Submitted by: Angelica Stoddard
To my fellow UC students at San Diego: I’m not a science student, but even I can tell you a few simple facts that many of you seem to have missed.
Skin color is not a valid way to figure out who people are.
Color doesn’t tell you their intelligence, what language they speak, how they vote or what their major is.
There is no group of people that owns virtue and no group that owns vice. Ideas about the inherent characteristics of people are debunked science. Like the geocentric universe and the flat Earth, the science of essential race differences is factually inaccurate.
However, unlike having a party where you pretend that the Earth is flat for the fun of it, having a party where you pretend that people are less than you because of their melanin content is not an innocent act. It can’t be.
The reason the concept of race differences caught on was because it was so useful to Europeans and Americans to justify making obscene amounts of money using the bodies of other human beings as their machines and their playthings.
Maybe you want to be whimsical and believe “six impossible things before breakfast.”
OK.
Pick anything else you like and turn it into a theme party.
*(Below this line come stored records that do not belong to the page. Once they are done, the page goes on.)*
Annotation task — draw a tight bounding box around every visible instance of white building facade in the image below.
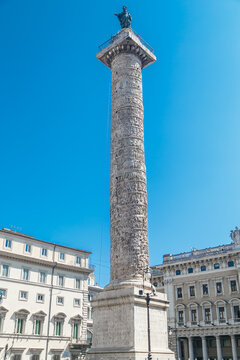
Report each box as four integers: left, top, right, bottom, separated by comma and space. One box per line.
0, 229, 93, 360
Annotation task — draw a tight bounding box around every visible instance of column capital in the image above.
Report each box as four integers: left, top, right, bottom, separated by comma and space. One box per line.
97, 28, 156, 68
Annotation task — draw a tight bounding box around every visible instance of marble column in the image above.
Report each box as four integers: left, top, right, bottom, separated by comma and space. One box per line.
231, 335, 238, 360
188, 336, 194, 360
216, 335, 222, 360
202, 336, 208, 360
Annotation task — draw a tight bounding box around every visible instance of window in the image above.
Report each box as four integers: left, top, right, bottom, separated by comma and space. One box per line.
76, 279, 81, 289
178, 310, 183, 325
37, 294, 44, 303
0, 289, 7, 299
216, 282, 222, 295
204, 308, 211, 324
39, 271, 46, 284
202, 284, 208, 295
218, 306, 225, 322
73, 299, 81, 307
25, 244, 31, 253
16, 318, 25, 334
31, 354, 40, 360
73, 322, 79, 339
52, 354, 61, 360
34, 319, 42, 335
22, 269, 29, 281
55, 320, 63, 336
233, 305, 240, 322
58, 275, 64, 286
42, 248, 47, 256
177, 288, 182, 299
19, 291, 28, 301
2, 265, 9, 277
5, 239, 12, 249
230, 280, 237, 292
57, 296, 64, 305
191, 309, 197, 324
189, 286, 195, 297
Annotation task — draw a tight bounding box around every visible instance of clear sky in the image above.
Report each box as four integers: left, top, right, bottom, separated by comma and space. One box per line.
0, 0, 240, 285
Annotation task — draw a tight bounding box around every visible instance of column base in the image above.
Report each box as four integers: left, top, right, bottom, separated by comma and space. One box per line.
87, 286, 174, 360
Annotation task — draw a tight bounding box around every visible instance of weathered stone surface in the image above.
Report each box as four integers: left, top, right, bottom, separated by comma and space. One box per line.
110, 53, 148, 282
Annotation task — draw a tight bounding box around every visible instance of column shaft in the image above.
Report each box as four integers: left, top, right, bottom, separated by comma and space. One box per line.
188, 336, 194, 360
216, 336, 222, 360
202, 336, 208, 360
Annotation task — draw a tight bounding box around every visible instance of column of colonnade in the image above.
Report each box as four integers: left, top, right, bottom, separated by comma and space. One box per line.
177, 335, 238, 360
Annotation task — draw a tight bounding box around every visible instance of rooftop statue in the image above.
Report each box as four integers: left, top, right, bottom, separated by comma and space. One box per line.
114, 6, 132, 29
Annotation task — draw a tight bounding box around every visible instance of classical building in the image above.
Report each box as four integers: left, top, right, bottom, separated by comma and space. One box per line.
0, 229, 95, 360
152, 228, 240, 360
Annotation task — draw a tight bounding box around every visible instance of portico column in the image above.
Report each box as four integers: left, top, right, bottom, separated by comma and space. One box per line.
188, 336, 194, 360
177, 337, 182, 360
216, 335, 222, 360
202, 336, 208, 360
231, 335, 237, 360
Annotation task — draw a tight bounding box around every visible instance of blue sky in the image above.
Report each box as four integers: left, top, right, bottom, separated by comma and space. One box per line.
0, 0, 240, 285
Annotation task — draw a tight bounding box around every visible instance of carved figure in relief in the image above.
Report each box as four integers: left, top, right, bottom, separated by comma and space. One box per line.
114, 6, 132, 29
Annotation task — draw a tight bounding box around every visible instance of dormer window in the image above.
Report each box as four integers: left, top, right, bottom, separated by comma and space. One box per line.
42, 248, 47, 256
25, 244, 31, 254
5, 239, 12, 249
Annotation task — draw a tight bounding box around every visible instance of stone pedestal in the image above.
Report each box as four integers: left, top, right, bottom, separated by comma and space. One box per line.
88, 287, 174, 360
Dress up as alchemists and get drunk while pretending to turn lead into gold.
Play at being stupid about things that have not hurt and killed people.
When you choose to play at being stupid about people, you are choosing to commit a form of violence against them, to turn them into a plaything in your mind, to make them something less than you.
In a world that has known slavery and genocide, in a country where there are still people alive who knew lynching and Jim Crow laws, choosing to enact this dead science in your free time is a choice for which there is no excuse.
I condemn you for it.
All people of conscience and all people of learning ought to condemn you out loud, for you can be certain that in the privacy of their minds, you have proven to them that it is you who are ignorant, it is you who are less than human, it is you who should be despised.
Not because of the color of your skin, but because of what you choose to be.
Stoddard is a third-year history student.